31 Gennaio 2015

Buona fede, principio immanente

di Massimiliano TasiniPatrizia Pellegrini Scarica in PDF

Al di là del caso specifico affrontato, pur interessante, la sentenza 31.12.2014 n. 447 della Commissione Tributaria Regionale delle Marche presenta profili di sicuro interesse.

Il caso affrontato è quello di un contribuente “reo” di non avere versato quanto dovuto a titolo di seconda rata nel condono c.d. “degli omessi versamenti”, quale contemplato dall’art. 12 della L. 289/2002. L’Agenzia delle entrate si duole di tale circostanza, e ne deduce l’invalidità del condono, mentre il contribuente insiste per la validità dello stesso, impugnando così il ruolo.

Secondo i Giudici, la pretesa erariale è infondata.

Nella sentenza si premette che la richiamata disposizione si limita a disciplinare forme e modalità per aderire al condono, ma nulla dispone in ordine alla eventuale invalidità dello stesso.

Orbene, osservano i Giudici, è sicuramente in buona fede un contribuente che all’atto dell’adesione al condono versa un importo pari all’80% di quanto dovuto, per poi procedere al saldo spontaneamente, seppure oltre il termine fissato dalla legge; peraltro, si rimarca, che la grave malattia in cui è versato il contribuente giustifica la dimenticanza.

Insomma, prevale l’atteggiamento di buona fede del contribuente, ritenendosi così “scusabile” l’errore commesso.

Sulla delicata questione si registrano orientamenti difformi, tuttavia. La Suprema Corte, con la sentenza n. 24316/2010, suddivide i condoni in due categorie, quelli ordinari e quelli, come nell’ipotesi di cui al citato art. 12 c.d. “clemenziali“: i primi, che impongono una vera e propria attività di accertamento ad opera degli Uffici, per controllarne la bontà, e che, dunque, giustificano un eventuale ritardo nel versamento delle somme così dovute; i secondi, che invece si limitano a quantificare una somma sulla cui debenza non vi è contestazione, i quali, per converso, non ammettono ritardi, pena la invalidità del condono.
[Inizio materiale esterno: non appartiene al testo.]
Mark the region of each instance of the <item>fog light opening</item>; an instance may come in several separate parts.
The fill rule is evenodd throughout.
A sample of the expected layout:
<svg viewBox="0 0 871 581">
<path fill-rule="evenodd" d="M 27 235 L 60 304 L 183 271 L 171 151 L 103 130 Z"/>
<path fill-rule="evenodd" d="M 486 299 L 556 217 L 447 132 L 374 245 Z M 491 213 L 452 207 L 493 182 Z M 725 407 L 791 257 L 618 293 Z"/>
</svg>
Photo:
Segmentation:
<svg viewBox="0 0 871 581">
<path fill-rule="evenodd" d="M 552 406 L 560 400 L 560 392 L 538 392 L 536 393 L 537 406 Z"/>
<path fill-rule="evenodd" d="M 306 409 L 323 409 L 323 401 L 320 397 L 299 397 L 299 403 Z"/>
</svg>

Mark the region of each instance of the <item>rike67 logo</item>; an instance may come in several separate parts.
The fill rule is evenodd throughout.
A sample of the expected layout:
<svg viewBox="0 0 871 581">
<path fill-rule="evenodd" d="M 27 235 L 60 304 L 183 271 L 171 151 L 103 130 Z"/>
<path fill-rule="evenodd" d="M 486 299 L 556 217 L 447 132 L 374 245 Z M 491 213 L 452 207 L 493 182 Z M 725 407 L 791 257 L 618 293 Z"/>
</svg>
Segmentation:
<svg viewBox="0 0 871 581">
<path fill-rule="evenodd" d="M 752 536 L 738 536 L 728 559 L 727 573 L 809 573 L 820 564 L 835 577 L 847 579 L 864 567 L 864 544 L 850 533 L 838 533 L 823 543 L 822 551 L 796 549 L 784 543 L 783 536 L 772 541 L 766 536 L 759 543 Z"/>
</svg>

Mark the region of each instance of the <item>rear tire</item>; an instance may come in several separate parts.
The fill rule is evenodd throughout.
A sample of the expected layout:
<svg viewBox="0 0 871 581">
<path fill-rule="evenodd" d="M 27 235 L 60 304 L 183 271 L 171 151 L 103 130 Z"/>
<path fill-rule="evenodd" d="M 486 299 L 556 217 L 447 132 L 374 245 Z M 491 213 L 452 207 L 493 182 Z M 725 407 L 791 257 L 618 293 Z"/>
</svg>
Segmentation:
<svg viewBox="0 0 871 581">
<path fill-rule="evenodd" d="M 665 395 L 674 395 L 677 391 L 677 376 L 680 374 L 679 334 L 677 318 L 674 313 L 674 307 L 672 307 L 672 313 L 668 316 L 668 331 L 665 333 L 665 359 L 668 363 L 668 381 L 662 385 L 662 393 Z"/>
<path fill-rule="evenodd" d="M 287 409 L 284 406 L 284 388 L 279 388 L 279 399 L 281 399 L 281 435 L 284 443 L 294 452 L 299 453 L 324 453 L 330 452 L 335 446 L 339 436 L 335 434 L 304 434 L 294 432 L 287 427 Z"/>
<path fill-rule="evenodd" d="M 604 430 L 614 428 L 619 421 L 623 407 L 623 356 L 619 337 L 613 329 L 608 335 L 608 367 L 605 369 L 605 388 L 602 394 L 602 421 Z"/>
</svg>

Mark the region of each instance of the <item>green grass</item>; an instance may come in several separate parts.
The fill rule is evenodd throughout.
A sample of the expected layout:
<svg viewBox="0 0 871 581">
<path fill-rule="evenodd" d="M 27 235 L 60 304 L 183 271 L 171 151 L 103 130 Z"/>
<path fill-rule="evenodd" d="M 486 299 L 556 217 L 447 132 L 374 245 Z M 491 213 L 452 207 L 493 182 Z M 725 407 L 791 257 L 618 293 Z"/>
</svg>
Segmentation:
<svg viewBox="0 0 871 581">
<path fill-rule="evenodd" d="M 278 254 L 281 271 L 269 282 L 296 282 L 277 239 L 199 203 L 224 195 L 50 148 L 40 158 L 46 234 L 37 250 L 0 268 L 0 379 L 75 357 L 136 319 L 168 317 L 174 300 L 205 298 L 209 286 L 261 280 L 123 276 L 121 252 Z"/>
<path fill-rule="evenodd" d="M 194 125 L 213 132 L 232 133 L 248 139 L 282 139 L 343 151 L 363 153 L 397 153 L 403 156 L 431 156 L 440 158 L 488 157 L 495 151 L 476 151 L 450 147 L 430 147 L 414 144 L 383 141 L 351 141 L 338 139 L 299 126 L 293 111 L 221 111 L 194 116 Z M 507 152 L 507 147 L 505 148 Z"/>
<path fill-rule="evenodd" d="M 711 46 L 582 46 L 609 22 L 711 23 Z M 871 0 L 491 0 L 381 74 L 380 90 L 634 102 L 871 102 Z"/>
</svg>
Per tale seconda tipologia, la Corte conferma che dal mancato tempestivo versamento della seconda rata conseguirebbe l’inefficacia del condono medesimo.

Ma, osserva la C.T.R. Marche, questa distinzione è frutto dell’elaborazione giurisprudenziale, oltretutto formatasi a distanza di molti anni dalla scadenza del condono e, dunque, trattasi di orientamento che non può determinare le conseguenze volute dall’Ufficio.

D’altra parte, osserviamo noi, giungere fino al punto di determinare in via interpretativa una decadenza nemmeno prevista dalla legge cozza con i più elementari principi che stanno alla base di un moderno Stato di diritto.

Guardando la questione più dall’alto, rinveniamo ancora una volta i frutti dei semi gettati dal Legislatore dello Statuto del Contribuente; se fosse passata per questa strada, forse, l’Agenzia delle entrate avrebbe potuto evitare di procrastinare una lite di tal guisa.